News Room - Business/Economics

Posted on 22 Jan 2009

Focus on manufacturing and construction sector to prevent job loss (Malaysia)

The Government’s proposed second stimulus package must focus on the manufacturing and construction sectors to avert more retrenchments, said the Associated Chinese Chambers of Commerce & Industry of Malaysia (ACCCIM).

 

President Tan Sri William Cheng said yesterday the stimulus plan should be implemented quickly as these two sectors would be the most affected by the global financial crisis during the first half of this year.

 

“The number of factories likely to shut down this year is expected to increase significantly as the decline in global sales affects business performance.

 

“The ACCCIM expects the unemployment rate to exceed 4% this year, compared with 3% last year,” he said at the media briefing on the ACCCIM survey on economic situation of Malaysia.

 

The second economic plan is part of the Government’s move to avert retrenchment and ensure viable companies are able to continue to operate.

 

The first stimulus package of RM7bil is being rolled in stages in the first quarter to alleviate the threat of recession.

 

Economists said the second plan should focus on keeping viable industries open, jobs creation and retraining. They said the Government had to ensure credit lines to companies, including the small and medium industries, remained opened.

 

RAM Ratings Services Bhd chief economist Dr Yeah Kim Leng said the second stimulus plan should focus on areas to assist companies most affected by the slowdown.

 

“These companies would require direct funding to help them keep their staff and to explore new markets,” he said.

 

Yeah said funding could be via credit lines to affected firms and increasing funds allocated to agencies like SMIDEC which would then channel out the funds to member companies.

 

He said the Government could also cut tariffs and taxes to lower the cost of doing business.

 

Malaysian Rating Corp Bhd chief economist Nor Zahidi Alias said the Government had the capacity to provide additional stimulus package especially at a time when the deceleration in global economic growth was gaining momentum.

 

However, he said the federal government’s revenue remained strong last year, growing by 23.8% in the first nine months, compared with 13.2% for the whole of 2007.

 

“We are of the opinion that the emphasis will still be on boosting private consumption (consumer spending).
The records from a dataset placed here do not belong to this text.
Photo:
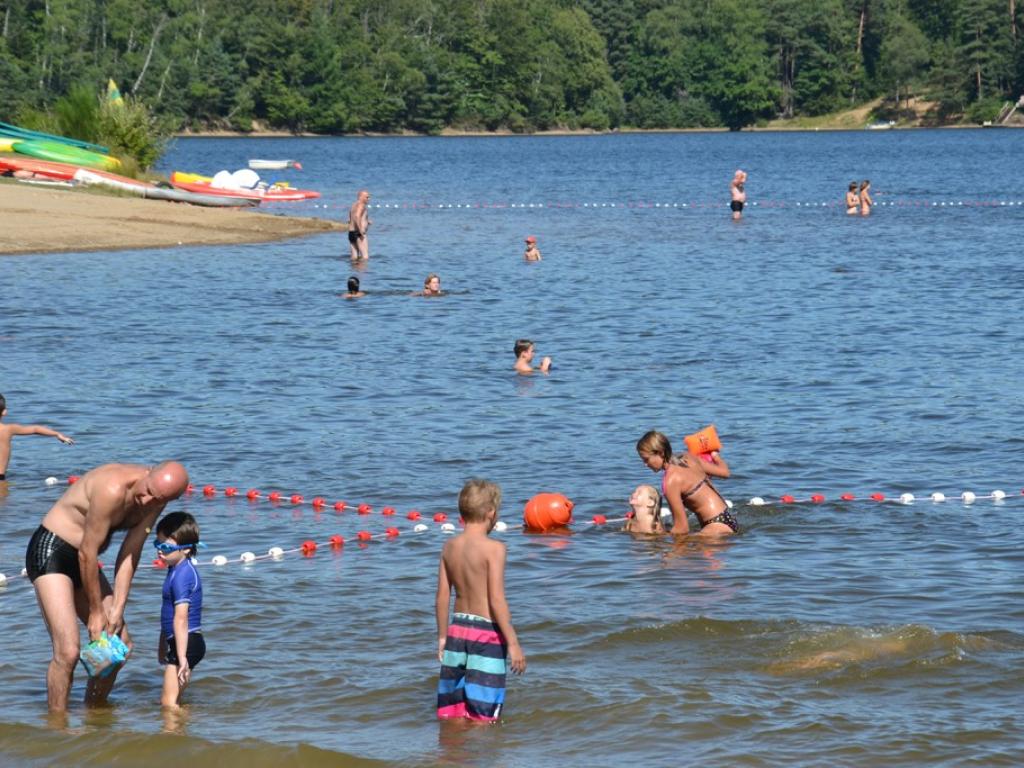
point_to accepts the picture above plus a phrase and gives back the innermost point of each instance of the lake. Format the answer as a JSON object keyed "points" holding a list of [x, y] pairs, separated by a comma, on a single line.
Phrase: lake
{"points": [[835, 354]]}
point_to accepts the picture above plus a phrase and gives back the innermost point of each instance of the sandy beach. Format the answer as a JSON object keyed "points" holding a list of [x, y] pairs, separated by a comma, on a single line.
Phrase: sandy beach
{"points": [[48, 219]]}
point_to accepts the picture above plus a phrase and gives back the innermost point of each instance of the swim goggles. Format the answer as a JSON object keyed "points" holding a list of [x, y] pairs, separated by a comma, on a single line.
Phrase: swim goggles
{"points": [[165, 549]]}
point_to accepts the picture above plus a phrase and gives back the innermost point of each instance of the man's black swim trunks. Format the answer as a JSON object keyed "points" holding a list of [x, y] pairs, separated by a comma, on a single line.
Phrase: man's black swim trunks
{"points": [[48, 553]]}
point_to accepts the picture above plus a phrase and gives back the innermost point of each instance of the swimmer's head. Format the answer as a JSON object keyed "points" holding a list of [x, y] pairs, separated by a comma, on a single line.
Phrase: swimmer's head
{"points": [[654, 445], [522, 345], [478, 499], [181, 527], [646, 504], [165, 482]]}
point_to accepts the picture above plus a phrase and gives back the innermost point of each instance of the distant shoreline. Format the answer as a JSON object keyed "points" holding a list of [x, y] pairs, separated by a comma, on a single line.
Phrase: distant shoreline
{"points": [[39, 219], [452, 133]]}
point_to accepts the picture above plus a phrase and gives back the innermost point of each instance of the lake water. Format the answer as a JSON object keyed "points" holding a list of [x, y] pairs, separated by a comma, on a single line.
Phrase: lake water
{"points": [[835, 355]]}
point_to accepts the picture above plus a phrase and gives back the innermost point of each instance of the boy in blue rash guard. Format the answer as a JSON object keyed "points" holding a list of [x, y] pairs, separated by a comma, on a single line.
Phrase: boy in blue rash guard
{"points": [[181, 643]]}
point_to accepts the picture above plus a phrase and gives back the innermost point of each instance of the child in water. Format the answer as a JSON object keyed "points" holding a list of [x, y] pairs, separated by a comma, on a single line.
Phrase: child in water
{"points": [[181, 644], [646, 506], [353, 289], [524, 357], [9, 431], [472, 648]]}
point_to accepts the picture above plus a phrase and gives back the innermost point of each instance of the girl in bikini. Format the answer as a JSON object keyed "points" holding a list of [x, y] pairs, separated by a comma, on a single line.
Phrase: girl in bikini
{"points": [[686, 486], [852, 200], [865, 198]]}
This is due to the fact that private consumption remains a major pillar for the growth, accounting for about 52% of gross domestic product in the third quarter,” he added

 

Meanwhile, the ACCCIM has prepared a six-point plan to revitalise the local economy,

 

Cheng said employers, instead of retrenching workers, should have an option to reduce the workers’ workload by 20% and cut their salaries by 10% to 15%.

 

Many manufacturers were operating below the optimal capacity due to the cutback in export orders and this had caused operating costs to increase.

 

“We urge the Government to take prompt action to reduce the price of natural gas and electricity tariff to their original levels before the price increases in January and July last year in line with the plunge in oil prices as well as other measures to boost the economy.

 

“This is urgent as many factories are now operating at 30% to 40% capacity and some may stop after Chinese New Year,” he said.

 

The ACCCIM said the Government should implement infrastructure projects as the construction industry had a multiplier effect on 120 other related and supporting industries that were locally owned.

 

To stimulate the property sector, it urged the Government to provide exemption from stamp duty and property taxes, reduction in quit rent and special interest rates.

 

Between RM5bil and RM8bil in proposed foreign direct investments had been put on hold due to the lack of gas supply.

 

“We encourage industries to operate during off-peak period so that electricity generation during the peak period can be reduced by about 1,000MW to meet the requirements by industries and new investments,” he said.

 

To reduce business costs, the ACCCIM proposed employers’ contribution to the Employees Provident Fund be reduced from 12% to 9%.

 

The ACCCIM also wanted the Government to provide one-year intensive English course to local graduates whose command of the language was below par.

 

It urged the federal government to encourage the states to provide land for the pulp and paper industry. It said the country had the resources to support five mills, each with a capacity of 800,000 tonnes and investment of US$1.1bil.